CD45R-stained IHC image depicting B cells within a tertiary lymphoid structure in a triple-treated cholangiocarcinoma tumor. Image credit: Greten lab
Adding a vascular endothelial growth factor (VEGF) inhibitor to a treatment regimen of two therapies known as immune checkpoint inhibitors stimulated the immune system more effectively and led to better tumor control than the two treatments alone, according to new research published in Immunity on April 8, 2025. This seemed to be due to increased activation of immune system B cells as well as several other types of immune cells in cholangiocarcinoma, a rare type of bile duct cancer, the study found.
VEGF is a protein that helps promote the growth of new blood vessels, a process known as angiogenesis. In cancer cells, VEGF is often present at unusually high levels, and it can cause expansive blood vessel growth which helps tumors grow by providing oxygen and nutrients. Many cancer treatments have therefore been developed to target VEGF and stop it from working.
“A lot of data suggests that anti-VEGF drugs, which were initially developed as anti-angiogenic drugs, may also affect the immune system,” said Tim F. Greten, M.D., Deputy Chief of the Thoracic and GI Malignancies Branch and lead author of the study. “But ultimately it’s never really been clear what type of immunological effects these drugs have.”
To answer this question, the researchers added an anti-VEGF drug to two immune checkpoint inhibitors in mouse and human studies. Immune checkpoints are proteins on the surface of immune cells that prevent an immune response from getting too strong, which could lead to the immune system destroying the body’s own healthy cells. Cancer often suppresses immune responses, so immune checkpoint inhibitors essentially remove the “off switch” from the body’s immune system, which can lead to the immune system attacking cancer more effectively. The specific immune checkpoint inhibitors used in this study targeted two proteins called CTLA4 and PD-L1.
In the first steps of their experiments, the researchers studied mice to see if adding anti-VEGF treatment to anti-CTLA4 and anti-PD-L1 medications would help control tumor growth more effectively than the immune checkpoint inhibitors alone. The researchers also repeated these analyses in a phase 2 clinical trial that enrolled people with cholangiocarcinoma. Their initial findings, based on six people enrolled in the study, showed similar molecular and clinical outcomes to what they saw in mice.
What the researchers ultimately determined was that the treatment created a chain of events: the drugs sparked different modes of activity which were dependent on a protein called BAFF, or B-cell activating factor. These activities led to an inflammatory response by an increased number of B cells that also caused production of interleukin-12 (IL-12) proteins. BAFF and IL-12 then helped rewire a type of suppressive immune cell, regulatory T cells, to become active immune cells.

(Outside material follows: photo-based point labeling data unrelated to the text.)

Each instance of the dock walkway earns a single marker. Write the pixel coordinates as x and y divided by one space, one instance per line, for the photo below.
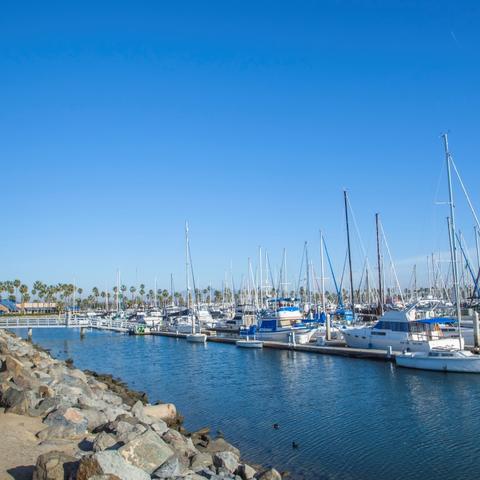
332 348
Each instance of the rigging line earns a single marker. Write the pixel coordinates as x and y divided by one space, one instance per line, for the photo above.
339 294
357 230
465 192
466 260
391 263
301 270
343 271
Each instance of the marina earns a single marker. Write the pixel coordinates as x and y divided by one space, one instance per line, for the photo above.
240 240
334 407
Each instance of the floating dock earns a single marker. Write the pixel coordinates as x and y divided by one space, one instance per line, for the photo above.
331 348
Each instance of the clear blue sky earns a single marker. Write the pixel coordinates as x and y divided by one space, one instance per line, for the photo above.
119 120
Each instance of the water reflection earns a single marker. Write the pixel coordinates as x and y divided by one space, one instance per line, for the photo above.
351 418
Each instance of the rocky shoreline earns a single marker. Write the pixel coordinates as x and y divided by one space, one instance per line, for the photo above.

“We saw an activation of CD8 T cells, which we expected, but the increase of B cells and regulatory T cells were unexpected,” said Greten.

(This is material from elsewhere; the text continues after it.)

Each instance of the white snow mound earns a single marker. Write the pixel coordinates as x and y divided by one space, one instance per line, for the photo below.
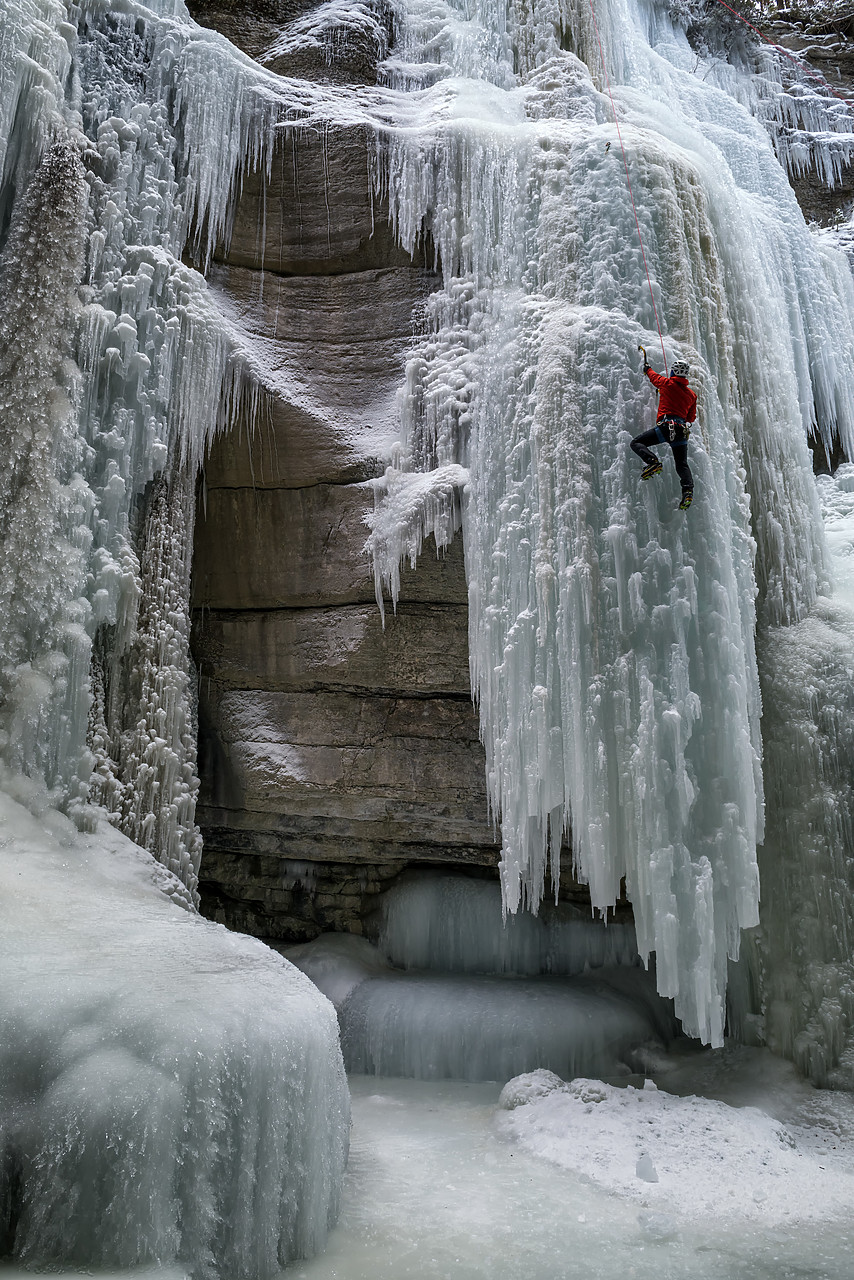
680 1155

Overall, the studies showed that treatment with the triple therapy regimen resulted in delayed tumor growth and prolonged survival compared to other treatments, including anti-CTLA4 and anti-PD-L1 alone in mice and people with cholangiocarcinoma, due to this cascade of immune system effects.
Greten and his team hope to study this treatment in more people and determine if there are any ways it can be modified or improved. Additionally, the research team has completed initial studies of this treatment in mice with pancreatic cancer and aims to explore whether it can be effective for even more types of cancer.